ANCAK IRAK'TAN ŞOK ADIM GELDİ
Ancak bu gelişmenin ardından akşam saatlerinde Irak'tan beklenmedik bir haber geldi. Irak Başbakanı Dışişleri Bakanlığı'nın BMGK'ya Türkiye ile ilgili resmi şikayeti iletmesi için talimat verdi.
Cumhurbaşkanlığı’nın resmi internet sitesinde yayınladığı açıklamada İbadi, BM Güvenlik Konseyi’nden Türkiye’ye Musul’daki askerlerini derhal geri çekmesi için talimat vermesini isteyeceklerini açıkladı.
CUMHURBAŞKANI ERDOĞAN DA AÇIKLAMA YAPTI...
Bu gelişmeden hemen önce Cumhurbaşkanı Erdoğan'a da Musul'daki askerlerle ilgili soru yöneltildi. Türkmenistan ziyareti öncesi konuşan Erdoğan şunları söyledi:
TERÖR SALDIRISINA ÖNLEM ALAMIYORLARSA...
Irak üzerinde birçok ülkenin şu anda biliyorsunuz attığı adımlar var, yaptıkları operasyonlar var. Ve biz o ülkelerin hiçbirine benzemiyoruz, biz çok farklı bir ülkeyiz. Zira başta DAİŞ terör örgütü olmak üzere tüm terör örgütlerinin cirit attığı bir yer Irak ve bu terör örgütleri Türkiye için her an bir tehdit unsurudur, bizim için bir tehdit algısı oluşturmaktadır. Fakat oraya farklı ülkelerden gelenlerin bu tehdit algısıyla yakından uzaktan herhangi bir alakası yoktur. Söylenen nedir? 'Biz davete icabetle Irak'a geldik.' Kabul de yani biz şimdi ülkemize yapılacak bir saldırıda merkezi yönetimin davetini mi bekleyeceğiz? Böyle bir şeyi bekleme diye bir lüksümüz yok. Tam aksine, biz diyoruz ki, Irak merkezi yönetimi eğer oradan ülkemize yapılacak herhangi bir terör saldırısına gerekli tedbiri alamıyorsa, bu tedbirlerimizi biz alırız.
1.5 YILDIR NEREDEYDİNİZ
Başbakanlığım döneminde de Irak'ın yetkilileriyle, önceki Başbakan dahil olmak üzere bunları hep konuştuk. 'Ya siz bu tedbirleri alın, alamıyorsanız bu tedbirleri biz almak durumunda kalacağız, bizi buna sevk etmeyin' diye defaatle bunları söylemişizdir. Şu andaki gelişmelerde de biliyorsunuz, DAİŞ'in Irak'taki şu anda gerçekleştirmiş olduğu işgal, ki bu işgale karşı da merkezi yönetim henüz herhangi bir şey yapamamıştır. Biz ise 2014 yılı sonunda Sayın Haydar İbadi'nin bizden talebi üzerine buraya eğitim vermek üzere askerimizi gönderdik. Şu anda Başika kampının kurulmasından bu yana neredeyse 1,5 yıla yakın bir zaman geçti. İnsana sormazlar mı siz 1,5 yıl önce neredeydiniz?"

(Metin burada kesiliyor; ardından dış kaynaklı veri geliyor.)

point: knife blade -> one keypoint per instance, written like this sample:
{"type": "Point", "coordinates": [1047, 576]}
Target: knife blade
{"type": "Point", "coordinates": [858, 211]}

EĞİTİM VEREN ASKERİN KORUNMASI İÇİN
Oradaki eğitim verme sürecine kararlı bir şekilde devam edeceğiz ama bunu bir mutabakat içerisinde sürdüreceğiz. Ve bütün oradaki bulunmamız bir muharip asker bulundurma noktasında değil, sadece bizim orada eğitim veren subaylarımızın, askerimizin korunmasına yönelik ayrıca bir takviye olmuştur ve açıklanan rakamların hepsi uçuktur. Bu rakamların, orada bizim bulundurduğumuz asker sayısıyla da yakından uzaktan hiç mi hiç alakası yoktur.
Şu anda da bu açıklamayı hükümetimizin yapmış olması lazım. Irak Merkezi Yönetimi’yle arkadaşlarımız dün bu mutabakatla dönmüş oldular.